Everyone who talks seriously about climate change acknowledges there are no hard data to indicate how it might affect population projections. Still, the topic raises eyebrows.
"It's highly speculative," said Angus Duncan, chairman of the Oregon Global Warming Commission and president of the Bonneville Environmental Foundation.
"But on the other hand, if we're dealing with the potential for extremely dry areas -- Arizona and Southern California -- to get even drier, as well as hotter, then it's not inconceivable that some kind of climate-induced migration could take place."
Such migration wouldn't stop at Oregon, Duncan says. Washington, British Columbia and Alaska might attract incremental movements of people looking for more tolerable climates. "Everything north would be affected," he said.
The prospect ought to raise questions about the way we live, he said.
To reduce population pressure, the federal government might stop giving tax deductions for more than two children, Duncan suggested, or remove incentives for living in large homes that require more energy to heat and cool.
"At some point, clearly we're going to have to ratchet back both our appetite and our numbers," he said. We should examine the size of homes we live in, the efficiency at which they operate and our tastes for "beef imported from the Midwest" and "raspberries imported from Chile in the middle of winter," he said.
Wilsonville Mayor Charlotte Lehan said growth from climate-change migration is "an interesting notion to speculate about."
"Right now, we're a darned attractive place to live," she said. "I've often described Oregon as extremely temperate -- we're temperate in the extreme, never too hot, never too cold.
"That's been the case for a long time and will continue to be a big attraction for Oregon."
She isn't overly worried about the prospect, however. She says the metro area has plenty of room for newcomers, no matter what drives them here.
"We could become a lot bigger," she said. "We're not effectively using our land. The idea that the population is going to double, so we have to double the UGB (urban growth boundary) is just absurd. We can become more dense."
Sprawling suburbs such as Wilsonville, with a population of 17,000, could pack in more people by developing taller buildings -- even five or six stories would do, Lehan said.
"Wilsonville could be 30,000 easily, or 40,000 or 50,000, probably, and hardly notice itself," she said.
• • •
Under the most aggressive growth model, the area could have more than 6 million people by 2060, according to the Metro forecast.
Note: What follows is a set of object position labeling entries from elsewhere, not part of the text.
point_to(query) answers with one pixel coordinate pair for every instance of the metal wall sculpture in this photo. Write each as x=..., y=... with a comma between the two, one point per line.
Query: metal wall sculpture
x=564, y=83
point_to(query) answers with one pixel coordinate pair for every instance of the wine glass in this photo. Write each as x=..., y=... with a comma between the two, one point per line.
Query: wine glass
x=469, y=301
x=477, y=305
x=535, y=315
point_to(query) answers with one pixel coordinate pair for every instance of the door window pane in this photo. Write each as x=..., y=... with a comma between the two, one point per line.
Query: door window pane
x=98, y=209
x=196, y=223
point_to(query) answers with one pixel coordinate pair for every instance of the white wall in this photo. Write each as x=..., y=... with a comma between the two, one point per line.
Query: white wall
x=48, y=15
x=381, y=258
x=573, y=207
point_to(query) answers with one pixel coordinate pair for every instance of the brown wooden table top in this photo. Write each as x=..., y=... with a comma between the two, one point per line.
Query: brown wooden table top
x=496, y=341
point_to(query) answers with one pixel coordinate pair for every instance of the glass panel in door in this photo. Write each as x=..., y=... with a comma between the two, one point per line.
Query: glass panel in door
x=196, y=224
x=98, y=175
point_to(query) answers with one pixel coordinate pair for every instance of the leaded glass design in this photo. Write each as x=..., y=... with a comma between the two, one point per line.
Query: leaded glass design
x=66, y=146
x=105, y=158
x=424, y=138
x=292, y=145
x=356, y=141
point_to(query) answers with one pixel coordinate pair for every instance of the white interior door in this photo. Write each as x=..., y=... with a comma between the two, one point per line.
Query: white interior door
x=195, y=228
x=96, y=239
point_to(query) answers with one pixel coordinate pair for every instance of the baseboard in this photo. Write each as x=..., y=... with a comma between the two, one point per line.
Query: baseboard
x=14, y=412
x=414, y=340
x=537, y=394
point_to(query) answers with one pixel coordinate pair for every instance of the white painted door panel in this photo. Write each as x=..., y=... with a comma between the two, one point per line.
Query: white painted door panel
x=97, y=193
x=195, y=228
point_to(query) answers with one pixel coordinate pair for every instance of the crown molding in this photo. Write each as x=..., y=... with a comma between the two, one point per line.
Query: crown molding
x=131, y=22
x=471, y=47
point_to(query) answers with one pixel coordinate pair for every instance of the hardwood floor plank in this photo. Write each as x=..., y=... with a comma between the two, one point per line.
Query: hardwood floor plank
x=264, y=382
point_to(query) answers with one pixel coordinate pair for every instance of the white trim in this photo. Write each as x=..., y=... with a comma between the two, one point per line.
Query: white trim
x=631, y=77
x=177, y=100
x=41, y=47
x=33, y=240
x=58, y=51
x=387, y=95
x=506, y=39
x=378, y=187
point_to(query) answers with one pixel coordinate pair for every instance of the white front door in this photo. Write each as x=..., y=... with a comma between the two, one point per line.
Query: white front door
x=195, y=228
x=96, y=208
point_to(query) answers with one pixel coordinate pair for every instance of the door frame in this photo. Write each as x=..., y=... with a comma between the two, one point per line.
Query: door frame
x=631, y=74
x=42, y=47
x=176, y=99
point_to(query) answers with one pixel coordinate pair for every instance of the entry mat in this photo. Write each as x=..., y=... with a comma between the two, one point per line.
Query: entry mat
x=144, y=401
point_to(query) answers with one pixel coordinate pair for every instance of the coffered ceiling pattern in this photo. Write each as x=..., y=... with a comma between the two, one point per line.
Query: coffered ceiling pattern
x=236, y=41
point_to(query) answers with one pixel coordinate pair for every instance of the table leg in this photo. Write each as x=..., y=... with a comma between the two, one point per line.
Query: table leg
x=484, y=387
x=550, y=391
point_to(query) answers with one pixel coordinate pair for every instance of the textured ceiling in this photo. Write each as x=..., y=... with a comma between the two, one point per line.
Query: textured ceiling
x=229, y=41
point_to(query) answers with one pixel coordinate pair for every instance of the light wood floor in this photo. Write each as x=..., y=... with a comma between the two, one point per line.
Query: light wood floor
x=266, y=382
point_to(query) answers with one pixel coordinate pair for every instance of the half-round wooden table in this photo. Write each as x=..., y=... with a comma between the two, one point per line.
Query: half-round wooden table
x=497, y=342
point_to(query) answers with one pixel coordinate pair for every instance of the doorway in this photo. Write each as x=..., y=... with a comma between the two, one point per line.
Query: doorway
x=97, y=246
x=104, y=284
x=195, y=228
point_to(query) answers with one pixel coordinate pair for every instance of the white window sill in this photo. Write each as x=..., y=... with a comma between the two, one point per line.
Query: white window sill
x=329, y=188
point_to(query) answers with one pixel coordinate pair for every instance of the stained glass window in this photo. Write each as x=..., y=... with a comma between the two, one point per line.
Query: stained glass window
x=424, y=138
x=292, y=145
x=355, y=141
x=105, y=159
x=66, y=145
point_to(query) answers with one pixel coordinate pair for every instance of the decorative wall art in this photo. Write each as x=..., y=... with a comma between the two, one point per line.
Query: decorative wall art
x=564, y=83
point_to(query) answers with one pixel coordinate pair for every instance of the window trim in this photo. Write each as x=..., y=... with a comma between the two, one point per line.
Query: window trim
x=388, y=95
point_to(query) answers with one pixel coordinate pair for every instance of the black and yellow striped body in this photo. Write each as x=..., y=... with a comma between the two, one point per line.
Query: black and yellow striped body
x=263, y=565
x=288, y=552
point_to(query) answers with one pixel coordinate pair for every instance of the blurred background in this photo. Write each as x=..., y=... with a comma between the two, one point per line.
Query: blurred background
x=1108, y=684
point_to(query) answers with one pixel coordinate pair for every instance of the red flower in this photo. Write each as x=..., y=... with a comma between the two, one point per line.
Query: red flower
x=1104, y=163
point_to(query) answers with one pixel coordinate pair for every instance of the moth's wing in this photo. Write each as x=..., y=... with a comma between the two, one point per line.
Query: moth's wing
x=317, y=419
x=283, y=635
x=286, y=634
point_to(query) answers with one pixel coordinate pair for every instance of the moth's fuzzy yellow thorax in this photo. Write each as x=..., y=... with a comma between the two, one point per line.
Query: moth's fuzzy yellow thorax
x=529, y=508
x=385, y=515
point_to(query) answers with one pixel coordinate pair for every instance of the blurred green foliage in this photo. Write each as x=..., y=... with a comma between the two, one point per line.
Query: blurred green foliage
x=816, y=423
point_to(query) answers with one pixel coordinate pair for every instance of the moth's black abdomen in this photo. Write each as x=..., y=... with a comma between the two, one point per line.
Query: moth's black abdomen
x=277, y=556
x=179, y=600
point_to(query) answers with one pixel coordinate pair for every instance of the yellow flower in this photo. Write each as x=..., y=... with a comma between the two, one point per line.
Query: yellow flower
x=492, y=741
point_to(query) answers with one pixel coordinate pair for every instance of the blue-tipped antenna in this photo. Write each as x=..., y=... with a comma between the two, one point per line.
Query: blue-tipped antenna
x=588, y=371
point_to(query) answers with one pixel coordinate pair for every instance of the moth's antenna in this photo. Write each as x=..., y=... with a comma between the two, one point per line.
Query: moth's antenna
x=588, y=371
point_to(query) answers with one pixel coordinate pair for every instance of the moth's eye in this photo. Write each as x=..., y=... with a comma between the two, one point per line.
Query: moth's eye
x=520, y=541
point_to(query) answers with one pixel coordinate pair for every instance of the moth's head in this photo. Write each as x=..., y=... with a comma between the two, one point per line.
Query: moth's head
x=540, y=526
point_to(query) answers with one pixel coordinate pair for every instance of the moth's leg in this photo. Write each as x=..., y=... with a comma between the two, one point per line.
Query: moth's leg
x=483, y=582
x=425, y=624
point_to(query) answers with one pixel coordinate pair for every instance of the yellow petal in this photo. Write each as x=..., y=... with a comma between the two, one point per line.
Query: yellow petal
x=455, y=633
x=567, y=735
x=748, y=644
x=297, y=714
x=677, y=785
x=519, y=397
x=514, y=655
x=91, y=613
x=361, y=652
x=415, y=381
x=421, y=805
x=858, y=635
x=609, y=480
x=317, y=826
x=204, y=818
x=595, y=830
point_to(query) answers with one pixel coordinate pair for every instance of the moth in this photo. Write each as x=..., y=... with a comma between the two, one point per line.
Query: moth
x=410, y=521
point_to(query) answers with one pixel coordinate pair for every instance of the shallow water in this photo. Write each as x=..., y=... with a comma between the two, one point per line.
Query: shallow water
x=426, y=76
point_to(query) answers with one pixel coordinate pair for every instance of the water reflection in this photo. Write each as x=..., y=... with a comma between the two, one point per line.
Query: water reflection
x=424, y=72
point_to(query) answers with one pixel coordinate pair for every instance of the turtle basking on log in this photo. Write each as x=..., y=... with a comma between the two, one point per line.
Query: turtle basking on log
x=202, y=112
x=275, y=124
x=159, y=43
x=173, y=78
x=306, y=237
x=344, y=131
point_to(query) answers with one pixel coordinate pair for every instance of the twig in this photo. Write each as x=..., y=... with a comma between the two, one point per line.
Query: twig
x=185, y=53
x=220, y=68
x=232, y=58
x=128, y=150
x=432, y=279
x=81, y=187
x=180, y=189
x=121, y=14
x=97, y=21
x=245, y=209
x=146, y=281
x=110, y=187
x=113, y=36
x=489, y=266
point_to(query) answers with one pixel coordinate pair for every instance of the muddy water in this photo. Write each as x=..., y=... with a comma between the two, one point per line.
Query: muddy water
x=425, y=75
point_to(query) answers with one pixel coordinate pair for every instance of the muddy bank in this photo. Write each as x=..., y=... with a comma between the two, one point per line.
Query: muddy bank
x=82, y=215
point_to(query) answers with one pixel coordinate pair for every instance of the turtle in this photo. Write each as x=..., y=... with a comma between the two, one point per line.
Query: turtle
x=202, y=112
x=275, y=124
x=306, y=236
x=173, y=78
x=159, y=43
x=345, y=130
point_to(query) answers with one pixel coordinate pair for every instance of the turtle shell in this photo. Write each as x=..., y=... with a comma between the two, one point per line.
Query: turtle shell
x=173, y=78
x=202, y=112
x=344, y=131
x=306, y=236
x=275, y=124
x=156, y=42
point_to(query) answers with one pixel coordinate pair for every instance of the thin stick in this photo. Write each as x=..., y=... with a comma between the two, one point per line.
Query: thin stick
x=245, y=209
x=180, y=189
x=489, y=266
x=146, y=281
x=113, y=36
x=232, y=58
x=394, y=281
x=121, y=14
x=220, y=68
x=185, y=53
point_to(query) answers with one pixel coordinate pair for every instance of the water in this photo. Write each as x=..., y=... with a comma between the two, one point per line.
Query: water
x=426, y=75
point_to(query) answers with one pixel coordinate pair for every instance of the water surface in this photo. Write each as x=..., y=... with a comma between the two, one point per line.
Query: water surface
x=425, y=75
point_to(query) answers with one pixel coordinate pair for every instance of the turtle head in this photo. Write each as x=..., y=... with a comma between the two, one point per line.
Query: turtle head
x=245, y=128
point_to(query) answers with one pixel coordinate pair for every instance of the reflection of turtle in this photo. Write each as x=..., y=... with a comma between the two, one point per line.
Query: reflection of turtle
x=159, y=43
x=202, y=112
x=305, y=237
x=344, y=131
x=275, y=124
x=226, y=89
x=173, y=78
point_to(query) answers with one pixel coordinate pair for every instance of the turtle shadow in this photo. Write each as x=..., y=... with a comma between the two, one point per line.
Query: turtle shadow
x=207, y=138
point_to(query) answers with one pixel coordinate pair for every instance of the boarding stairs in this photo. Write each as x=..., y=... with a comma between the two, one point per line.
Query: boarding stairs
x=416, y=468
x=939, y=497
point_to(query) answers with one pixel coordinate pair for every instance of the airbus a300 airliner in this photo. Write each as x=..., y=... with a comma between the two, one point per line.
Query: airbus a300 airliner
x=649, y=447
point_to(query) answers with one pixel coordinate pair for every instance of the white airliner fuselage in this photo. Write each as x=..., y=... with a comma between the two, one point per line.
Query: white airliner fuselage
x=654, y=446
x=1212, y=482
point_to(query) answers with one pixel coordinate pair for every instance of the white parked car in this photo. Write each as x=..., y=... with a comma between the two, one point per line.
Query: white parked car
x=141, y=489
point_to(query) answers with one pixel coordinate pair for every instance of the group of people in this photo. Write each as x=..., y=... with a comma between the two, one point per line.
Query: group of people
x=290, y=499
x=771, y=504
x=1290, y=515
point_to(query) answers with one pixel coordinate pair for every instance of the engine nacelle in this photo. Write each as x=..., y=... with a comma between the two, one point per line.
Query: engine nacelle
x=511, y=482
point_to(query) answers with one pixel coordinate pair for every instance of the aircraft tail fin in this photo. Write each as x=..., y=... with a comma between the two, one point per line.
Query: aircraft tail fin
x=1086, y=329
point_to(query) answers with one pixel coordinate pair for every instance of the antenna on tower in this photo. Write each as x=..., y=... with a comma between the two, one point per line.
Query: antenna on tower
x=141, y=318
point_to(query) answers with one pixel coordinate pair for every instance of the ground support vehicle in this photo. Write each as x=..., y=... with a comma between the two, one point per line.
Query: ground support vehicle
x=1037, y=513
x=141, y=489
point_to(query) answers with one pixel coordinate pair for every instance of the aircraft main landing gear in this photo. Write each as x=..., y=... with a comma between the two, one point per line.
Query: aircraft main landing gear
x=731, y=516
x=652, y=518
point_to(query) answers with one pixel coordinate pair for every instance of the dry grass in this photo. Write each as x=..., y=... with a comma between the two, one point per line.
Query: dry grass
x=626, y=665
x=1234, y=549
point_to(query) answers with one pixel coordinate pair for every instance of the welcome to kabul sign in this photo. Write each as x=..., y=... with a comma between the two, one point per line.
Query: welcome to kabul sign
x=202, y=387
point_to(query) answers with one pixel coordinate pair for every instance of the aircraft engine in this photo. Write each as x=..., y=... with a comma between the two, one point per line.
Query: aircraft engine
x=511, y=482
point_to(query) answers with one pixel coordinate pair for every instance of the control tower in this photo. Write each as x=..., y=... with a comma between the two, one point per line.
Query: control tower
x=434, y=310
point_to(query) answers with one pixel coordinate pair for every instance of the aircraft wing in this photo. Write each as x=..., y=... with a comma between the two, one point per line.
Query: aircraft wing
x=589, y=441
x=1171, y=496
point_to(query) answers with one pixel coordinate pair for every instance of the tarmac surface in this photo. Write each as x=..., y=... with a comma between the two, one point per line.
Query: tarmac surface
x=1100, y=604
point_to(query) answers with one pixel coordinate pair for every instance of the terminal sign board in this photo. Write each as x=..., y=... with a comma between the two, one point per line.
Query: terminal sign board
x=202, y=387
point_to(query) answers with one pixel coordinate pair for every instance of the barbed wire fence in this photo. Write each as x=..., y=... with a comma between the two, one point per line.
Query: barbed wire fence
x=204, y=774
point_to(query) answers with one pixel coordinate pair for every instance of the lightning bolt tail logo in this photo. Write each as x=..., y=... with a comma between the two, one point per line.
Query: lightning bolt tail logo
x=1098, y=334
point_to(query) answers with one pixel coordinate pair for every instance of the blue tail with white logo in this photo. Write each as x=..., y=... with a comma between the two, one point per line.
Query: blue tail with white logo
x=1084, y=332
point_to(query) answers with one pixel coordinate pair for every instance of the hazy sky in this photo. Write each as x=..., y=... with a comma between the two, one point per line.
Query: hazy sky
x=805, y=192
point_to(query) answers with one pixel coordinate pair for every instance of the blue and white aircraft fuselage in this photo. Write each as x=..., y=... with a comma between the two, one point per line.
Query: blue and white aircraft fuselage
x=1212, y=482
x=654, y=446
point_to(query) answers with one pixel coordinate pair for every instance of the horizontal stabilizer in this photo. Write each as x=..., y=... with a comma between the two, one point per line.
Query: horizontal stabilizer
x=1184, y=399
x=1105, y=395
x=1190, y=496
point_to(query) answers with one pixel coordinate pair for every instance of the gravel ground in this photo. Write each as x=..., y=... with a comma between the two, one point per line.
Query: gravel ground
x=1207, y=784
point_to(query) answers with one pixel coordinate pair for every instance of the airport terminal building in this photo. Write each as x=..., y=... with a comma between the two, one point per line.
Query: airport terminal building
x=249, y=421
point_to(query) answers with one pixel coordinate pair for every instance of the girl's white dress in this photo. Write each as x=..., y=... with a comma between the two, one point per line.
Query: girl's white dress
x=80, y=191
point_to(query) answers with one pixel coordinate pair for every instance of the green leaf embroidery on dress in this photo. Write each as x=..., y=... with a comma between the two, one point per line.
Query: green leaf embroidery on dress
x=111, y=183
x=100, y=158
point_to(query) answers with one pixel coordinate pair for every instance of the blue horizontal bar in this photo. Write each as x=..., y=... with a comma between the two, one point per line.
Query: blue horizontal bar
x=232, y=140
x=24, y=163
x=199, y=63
The more likely model, however, indicates a population of 3.85 million, plus or minus 300,000.
From a water supply standpoint, at least, the region should be OK.
"We are blessed with water resources," said Stickel, the Portland Water Bureau planner. "We don't even tap, or barely tap, the two largest water resources in the region -- the Columbia and the Willamette. Even with climate change, we're blessed."
But on most other counts, the years ahead are filled with challenges.
A Metro analysis estimated the Portland area alone will require $27 billion to $41 billion in infrastructure improvements to accommodate population growth. That means new or improved sewage treatment and water distribution systems, roads, schools, public buildings, energy plants and parks.
Climate change migration, said Metro Council President David Bragdon, is "the potential wild card in the projections." It could make a difficult and expensive infrastructure situation even more pressing.
Plainly, money is short.
"There's a lot of backlog," Bragdon said. "Even if the population doesn't grow by one person, there's a past-due bill.
"Maybe it's a call to action."
Stickel has another way of putting it: "Plan, plan, plan."